Disease-associated condensates can have compositions or properties that deviate from functionally normal ones. Proteins can lose their dynamic nature and misfold, acting as an ignition key to trigger disease. Such events of aberrant phase separation have been cataloged in amyotrophic lateral sclerosis (ALS) and frontotemporal lobar degeneration (FTLD). J. Paul Taylor, PhD, St. Jude Scientific director, and his lab focus on understanding the protein-RNA interaction network that drives phase separation in stress granules. They explore how disturbing condensates can play a role in the persistence of stress granules, contributing to ALS. In an approach from the biophysical perspective, Mittag studies how mutations in stress granule-linked proteins can drive the formation of aberrant protein condensates.
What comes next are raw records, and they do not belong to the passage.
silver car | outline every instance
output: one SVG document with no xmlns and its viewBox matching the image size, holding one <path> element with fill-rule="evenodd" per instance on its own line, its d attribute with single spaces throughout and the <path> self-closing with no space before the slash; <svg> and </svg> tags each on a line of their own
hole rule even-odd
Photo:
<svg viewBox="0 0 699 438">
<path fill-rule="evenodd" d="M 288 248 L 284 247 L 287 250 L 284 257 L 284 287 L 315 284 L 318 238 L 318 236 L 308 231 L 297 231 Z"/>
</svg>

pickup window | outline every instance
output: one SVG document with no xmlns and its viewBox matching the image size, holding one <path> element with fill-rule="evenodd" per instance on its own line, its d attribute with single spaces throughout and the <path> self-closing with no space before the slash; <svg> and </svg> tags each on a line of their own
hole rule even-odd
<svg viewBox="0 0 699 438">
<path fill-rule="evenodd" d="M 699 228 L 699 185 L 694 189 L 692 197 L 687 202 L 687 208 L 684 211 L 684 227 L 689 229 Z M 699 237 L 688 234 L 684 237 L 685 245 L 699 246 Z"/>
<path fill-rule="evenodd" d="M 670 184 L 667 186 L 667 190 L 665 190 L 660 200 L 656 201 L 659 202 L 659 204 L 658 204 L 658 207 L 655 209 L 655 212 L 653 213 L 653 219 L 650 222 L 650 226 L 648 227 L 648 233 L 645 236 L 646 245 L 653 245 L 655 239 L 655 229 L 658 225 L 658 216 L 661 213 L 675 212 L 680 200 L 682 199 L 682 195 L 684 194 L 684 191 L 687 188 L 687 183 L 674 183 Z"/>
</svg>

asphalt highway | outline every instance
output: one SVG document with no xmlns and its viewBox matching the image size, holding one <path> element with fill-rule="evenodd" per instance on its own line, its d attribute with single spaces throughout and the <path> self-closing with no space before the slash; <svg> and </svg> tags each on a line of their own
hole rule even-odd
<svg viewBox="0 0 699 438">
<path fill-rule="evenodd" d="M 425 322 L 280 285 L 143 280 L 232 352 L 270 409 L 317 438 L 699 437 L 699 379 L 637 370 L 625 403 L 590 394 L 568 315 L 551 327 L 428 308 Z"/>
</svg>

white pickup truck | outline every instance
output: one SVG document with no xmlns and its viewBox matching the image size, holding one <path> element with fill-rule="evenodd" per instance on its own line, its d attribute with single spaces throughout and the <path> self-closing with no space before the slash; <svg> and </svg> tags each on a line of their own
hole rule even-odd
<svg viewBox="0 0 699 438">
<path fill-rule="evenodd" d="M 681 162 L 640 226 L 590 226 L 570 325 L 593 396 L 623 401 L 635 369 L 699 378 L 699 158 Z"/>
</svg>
This research also focuses on understanding how condensates behave and what happens to them over time.
Many of the cellular processes dysregulated in cancer have recently been shown to occur in biomolecular condensates, suggesting that condensates can play a critical role in the formation of tumors. Richard Kriwacki, PhD, St. Jude Department of Structural Biology, and Charles Mullighan, MBBS, PhD, St. Jude Department of Pathology, demonstrated in Cancer Discovery that NUP98, a family of proteins that controls what goes in and out of the nucleus, can drive leukemia by forming malfunctioning condensates. The Kriwacki lab also studies abnormal protein fusions (called fusion oncoproteins) which aberrantly phase separate, and are recurrently observed in various pediatric and adult cancers. This helps elucidate interactions involved in condensates that may lead to oncogenesis.
Biomolecular condensates are dramatically changing our interpretation of classical cellular processes, like chromatin organization, transcription and stress response. While the fundamental interactions governing phase separation are beginning to be teased out, the specific role played by phase separation in these processes is still in question.
Considering the complexity of cellular processes, the myriad number of proteins involved and the dynamic nature of these condensates, the field of condensate research continues to be a source of insight, intrigue and often surprise. Broadening our knowledge about the physiological and disease-related biomolecular condensates is a step closer to designing therapies against many diseases previously considered untreatable, such as ALS.
“We realize now that cells are chock-full of condensates and that many proteins deemed “undruggable” are part of condensates. This provides new opportunities to target these processes therapeutically because now we can go after the condensates themselves and after proteins that regulate their formation and dissolution,” Mittag said.
Researchers of diverse disciplines, from polymer science, biophysics, biochemistry, cell biology and medicine, are collaborating to explore this multifarious and dynamic phenomenon of condensate formation. It is increasingly clear that condensate formation is a fundamental biological process and is most definitely not just a phase.